Board 1: The Desk Board

I will reveal these to you, Gentle Reader, if only as an avenue to discuss writing.

I have recently gotten on the Board Bandwagon.

I have always been a fan of post-its (I am sure I have supported several execs’ children through college due to my Obsession with All Things Post-It), and a fan of organization, but I am not a fan of organizing my writing.  I tend to write without outlines, without character sketches, and sometimes, without any idea what I’m going about at all.
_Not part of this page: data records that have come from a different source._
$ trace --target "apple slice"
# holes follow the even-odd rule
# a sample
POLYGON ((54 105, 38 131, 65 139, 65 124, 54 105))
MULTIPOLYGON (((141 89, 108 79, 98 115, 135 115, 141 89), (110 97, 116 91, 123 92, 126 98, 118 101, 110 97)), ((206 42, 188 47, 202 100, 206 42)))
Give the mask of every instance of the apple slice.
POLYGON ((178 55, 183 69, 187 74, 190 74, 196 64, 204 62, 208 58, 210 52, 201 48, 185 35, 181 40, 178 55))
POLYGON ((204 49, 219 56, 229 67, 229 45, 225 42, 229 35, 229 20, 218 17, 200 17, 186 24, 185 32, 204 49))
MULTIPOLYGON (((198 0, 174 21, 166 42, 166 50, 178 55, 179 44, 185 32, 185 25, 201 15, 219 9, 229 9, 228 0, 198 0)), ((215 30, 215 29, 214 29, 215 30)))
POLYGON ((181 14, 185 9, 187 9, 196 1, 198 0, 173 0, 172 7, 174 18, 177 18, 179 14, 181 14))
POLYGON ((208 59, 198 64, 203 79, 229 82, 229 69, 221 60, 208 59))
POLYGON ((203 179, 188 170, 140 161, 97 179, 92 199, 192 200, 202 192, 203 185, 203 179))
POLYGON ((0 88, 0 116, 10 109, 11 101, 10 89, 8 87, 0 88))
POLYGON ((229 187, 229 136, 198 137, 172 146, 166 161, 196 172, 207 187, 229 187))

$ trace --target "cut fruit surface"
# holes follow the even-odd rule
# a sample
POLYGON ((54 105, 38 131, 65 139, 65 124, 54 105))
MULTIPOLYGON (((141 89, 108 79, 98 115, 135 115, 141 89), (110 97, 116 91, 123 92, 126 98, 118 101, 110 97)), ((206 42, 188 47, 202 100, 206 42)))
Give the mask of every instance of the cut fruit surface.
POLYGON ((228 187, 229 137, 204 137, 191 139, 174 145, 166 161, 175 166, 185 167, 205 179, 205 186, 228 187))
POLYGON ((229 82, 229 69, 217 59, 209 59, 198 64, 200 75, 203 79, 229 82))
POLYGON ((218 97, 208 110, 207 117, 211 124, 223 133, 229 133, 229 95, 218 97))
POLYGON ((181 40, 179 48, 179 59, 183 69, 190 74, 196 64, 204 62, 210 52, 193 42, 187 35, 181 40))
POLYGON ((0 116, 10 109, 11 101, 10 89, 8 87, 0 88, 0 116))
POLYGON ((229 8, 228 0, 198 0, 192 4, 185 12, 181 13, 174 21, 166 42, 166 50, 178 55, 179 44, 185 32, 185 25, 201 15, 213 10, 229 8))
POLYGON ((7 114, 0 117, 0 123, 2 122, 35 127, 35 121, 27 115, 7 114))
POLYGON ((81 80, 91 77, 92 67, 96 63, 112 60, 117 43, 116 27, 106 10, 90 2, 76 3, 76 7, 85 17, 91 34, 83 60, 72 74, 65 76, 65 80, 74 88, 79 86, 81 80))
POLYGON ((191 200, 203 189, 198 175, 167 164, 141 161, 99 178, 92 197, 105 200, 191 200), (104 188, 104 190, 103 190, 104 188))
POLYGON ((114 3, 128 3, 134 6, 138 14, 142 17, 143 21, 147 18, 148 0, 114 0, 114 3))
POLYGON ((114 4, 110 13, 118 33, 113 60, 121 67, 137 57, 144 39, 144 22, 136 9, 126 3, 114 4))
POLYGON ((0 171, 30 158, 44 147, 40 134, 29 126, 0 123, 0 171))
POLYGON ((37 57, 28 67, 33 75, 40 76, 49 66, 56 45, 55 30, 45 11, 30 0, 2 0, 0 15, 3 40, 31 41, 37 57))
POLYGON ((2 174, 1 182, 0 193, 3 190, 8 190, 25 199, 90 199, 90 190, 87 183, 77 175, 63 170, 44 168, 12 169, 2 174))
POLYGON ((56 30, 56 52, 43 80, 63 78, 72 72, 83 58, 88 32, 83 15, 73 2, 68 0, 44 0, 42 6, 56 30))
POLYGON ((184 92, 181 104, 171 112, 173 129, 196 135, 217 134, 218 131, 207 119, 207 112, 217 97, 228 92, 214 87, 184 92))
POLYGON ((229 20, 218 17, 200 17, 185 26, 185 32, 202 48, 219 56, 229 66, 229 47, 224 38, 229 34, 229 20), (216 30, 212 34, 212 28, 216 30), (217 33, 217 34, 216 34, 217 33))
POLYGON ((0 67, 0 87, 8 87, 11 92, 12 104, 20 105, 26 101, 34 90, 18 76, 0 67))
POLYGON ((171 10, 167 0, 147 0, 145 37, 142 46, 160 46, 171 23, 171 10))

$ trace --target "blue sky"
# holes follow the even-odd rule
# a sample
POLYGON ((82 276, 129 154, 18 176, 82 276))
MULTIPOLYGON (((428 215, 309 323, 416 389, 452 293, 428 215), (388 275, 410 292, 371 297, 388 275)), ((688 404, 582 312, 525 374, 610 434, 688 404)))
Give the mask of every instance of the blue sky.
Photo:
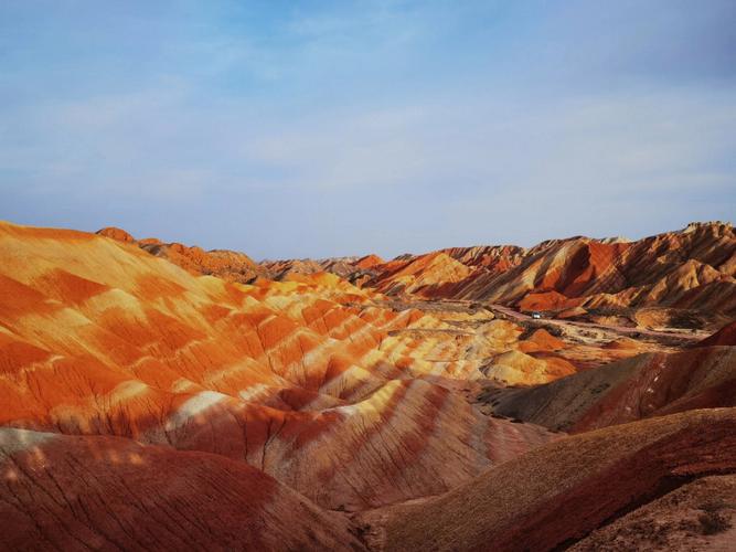
POLYGON ((736 2, 0 3, 0 219, 393 256, 736 213, 736 2))

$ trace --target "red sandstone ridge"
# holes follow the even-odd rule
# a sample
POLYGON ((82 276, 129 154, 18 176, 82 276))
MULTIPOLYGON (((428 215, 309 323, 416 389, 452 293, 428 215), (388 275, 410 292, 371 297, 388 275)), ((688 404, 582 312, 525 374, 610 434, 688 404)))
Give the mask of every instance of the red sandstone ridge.
POLYGON ((151 255, 167 258, 196 274, 213 275, 231 282, 242 283, 268 277, 267 270, 244 253, 227 250, 204 251, 198 246, 190 247, 180 243, 163 243, 154 237, 136 241, 126 231, 116 227, 102 229, 97 231, 97 234, 118 242, 135 243, 151 255))
POLYGON ((214 454, 0 428, 6 550, 364 550, 342 516, 214 454))
POLYGON ((366 285, 387 294, 483 300, 544 311, 659 307, 672 309, 662 312, 660 322, 684 327, 702 325, 703 319, 723 323, 736 316, 736 233, 722 222, 693 223, 637 242, 573 237, 529 250, 450 248, 404 255, 374 270, 366 285), (438 276, 428 276, 429 286, 407 285, 406 272, 417 272, 412 266, 437 255, 447 255, 461 267, 439 269, 438 276))
POLYGON ((115 226, 107 226, 98 230, 97 234, 105 237, 111 237, 113 240, 117 240, 118 242, 122 243, 134 243, 136 241, 136 238, 128 234, 125 230, 117 229, 115 226))
MULTIPOLYGON (((736 410, 693 411, 563 439, 439 497, 366 512, 361 520, 373 550, 547 551, 576 543, 579 550, 599 550, 584 545, 588 537, 599 538, 599 527, 701 477, 735 471, 736 410)), ((733 511, 727 503, 698 506, 722 516, 733 511)), ((683 549, 694 542, 701 550, 733 548, 733 533, 725 532, 729 518, 718 531, 697 517, 691 526, 684 522, 675 518, 666 528, 629 531, 623 549, 643 550, 652 532, 662 542, 683 527, 690 529, 680 537, 683 549)))
POLYGON ((729 225, 260 265, 99 234, 0 223, 2 549, 734 548, 729 225))
POLYGON ((355 262, 358 268, 373 268, 376 265, 382 265, 384 263, 383 258, 378 255, 365 255, 364 257, 359 258, 355 262))
POLYGON ((11 224, 0 258, 4 426, 212 453, 348 510, 444 492, 557 438, 466 400, 474 335, 334 275, 246 286, 11 224))

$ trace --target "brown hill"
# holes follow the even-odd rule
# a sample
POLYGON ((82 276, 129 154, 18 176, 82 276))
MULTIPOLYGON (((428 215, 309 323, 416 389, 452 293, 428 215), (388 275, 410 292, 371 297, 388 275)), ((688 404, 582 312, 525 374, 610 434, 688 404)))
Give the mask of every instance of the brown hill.
POLYGON ((736 233, 722 222, 693 223, 637 242, 573 237, 530 250, 442 250, 404 255, 376 268, 378 274, 367 285, 388 294, 484 300, 525 310, 654 306, 694 309, 712 320, 736 316, 736 233), (438 254, 468 270, 440 269, 430 288, 407 286, 404 268, 438 254), (711 316, 714 312, 717 316, 711 316))
POLYGON ((572 433, 736 406, 736 348, 643 353, 532 389, 491 391, 487 400, 498 414, 572 433))
POLYGON ((4 223, 0 258, 1 425, 215 453, 346 509, 444 492, 555 438, 467 402, 492 343, 333 275, 244 286, 4 223))
POLYGON ((218 455, 0 427, 4 550, 364 550, 350 523, 218 455))
MULTIPOLYGON (((692 411, 558 440, 362 521, 373 550, 559 550, 693 480, 735 473, 736 408, 692 411)), ((640 550, 653 529, 617 550, 640 550)), ((719 538, 695 529, 706 544, 719 538)))

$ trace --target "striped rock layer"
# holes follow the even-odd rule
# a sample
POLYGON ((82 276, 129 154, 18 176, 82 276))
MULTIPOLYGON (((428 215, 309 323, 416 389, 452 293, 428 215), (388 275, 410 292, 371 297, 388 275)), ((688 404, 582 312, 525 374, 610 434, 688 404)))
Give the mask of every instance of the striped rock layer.
POLYGON ((210 453, 346 510, 555 438, 466 400, 492 335, 331 274, 242 285, 111 237, 0 224, 1 426, 210 453))

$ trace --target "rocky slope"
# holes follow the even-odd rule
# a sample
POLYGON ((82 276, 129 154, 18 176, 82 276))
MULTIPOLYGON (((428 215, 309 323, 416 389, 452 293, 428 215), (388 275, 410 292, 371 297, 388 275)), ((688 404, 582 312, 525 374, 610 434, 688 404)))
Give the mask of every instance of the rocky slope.
POLYGON ((729 225, 264 265, 99 234, 0 223, 0 548, 736 543, 729 225))
POLYGON ((270 276, 267 269, 256 264, 246 254, 235 251, 204 251, 198 246, 190 247, 180 243, 163 243, 154 237, 136 241, 125 230, 113 226, 102 229, 97 231, 97 234, 122 243, 137 244, 151 255, 166 258, 194 274, 214 275, 243 284, 270 276))
POLYGON ((243 286, 10 224, 0 258, 4 426, 214 453, 350 510, 444 492, 554 438, 466 401, 492 340, 333 275, 243 286))
POLYGON ((644 353, 536 388, 490 390, 483 400, 497 414, 570 433, 736 406, 736 347, 644 353))
MULTIPOLYGON (((691 411, 562 439, 440 497, 361 520, 373 550, 558 550, 575 543, 589 550, 605 539, 596 534, 601 526, 621 518, 627 523, 628 512, 702 477, 735 473, 736 408, 691 411)), ((647 529, 630 534, 622 549, 643 550, 647 529)), ((701 550, 725 538, 711 537, 701 523, 693 530, 701 550)), ((726 539, 728 550, 734 541, 726 539)), ((693 539, 683 544, 692 546, 693 539)))
MULTIPOLYGON (((660 314, 660 325, 689 323, 689 312, 682 311, 704 314, 716 322, 736 316, 736 233, 721 222, 693 223, 637 242, 573 237, 529 250, 442 250, 404 255, 373 272, 366 285, 384 293, 482 300, 523 310, 578 308, 595 316, 674 309, 660 314)), ((690 323, 703 321, 693 321, 691 314, 690 323)))
POLYGON ((263 471, 118 437, 0 427, 3 550, 364 550, 263 471))

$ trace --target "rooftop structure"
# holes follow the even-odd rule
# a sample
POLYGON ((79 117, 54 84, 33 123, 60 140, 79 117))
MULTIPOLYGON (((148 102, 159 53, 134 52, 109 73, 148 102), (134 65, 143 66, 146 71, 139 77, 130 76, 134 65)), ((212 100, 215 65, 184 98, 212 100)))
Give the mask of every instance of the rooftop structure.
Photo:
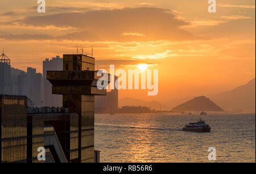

But now that The Novel is Under Review (*nervous nail biting*) and now that The Sequel is being written (*fingers chewed to quick*) I have found myself needing the organization that only dry erase boards, corkboards, and post-its can bring.

The Second Board

I am trying to keep on top of my characters, asking such questions of my post-its as “Where is Alexandra?  Where has she been?” and “WAIT PATIENTLY” (that one is really for me).  But is it not advice to all of us, to wait patiently as the ideas are written, and rewritten, and rewritten a few more times?  I wrote the first draft of The Novel in 2003, and the only thing, the ONLY things that remain the same are a) the title, b) the protagonist’s first name and (sort of) occupation (for lack of a better word).

I have met young writers who do not understand that rewriting is the more important process than the discovery.  If not just to rediscover your characters and their motives; I sometimes do not think I understand them at all until I’ve blown up my book and put it back together in a different direction, with different pieces.  A late addition to one of the last few rewrites is a character who has become a major force in My Trilogy, and when I try to imagine my books without Mellie, they make no sense whatsoever.

(I assure you, Friend, that Mellie is a rather innocuous name for a rather not so innocuous character).

What are your writing quirks?  What do you use to keep yourself on track?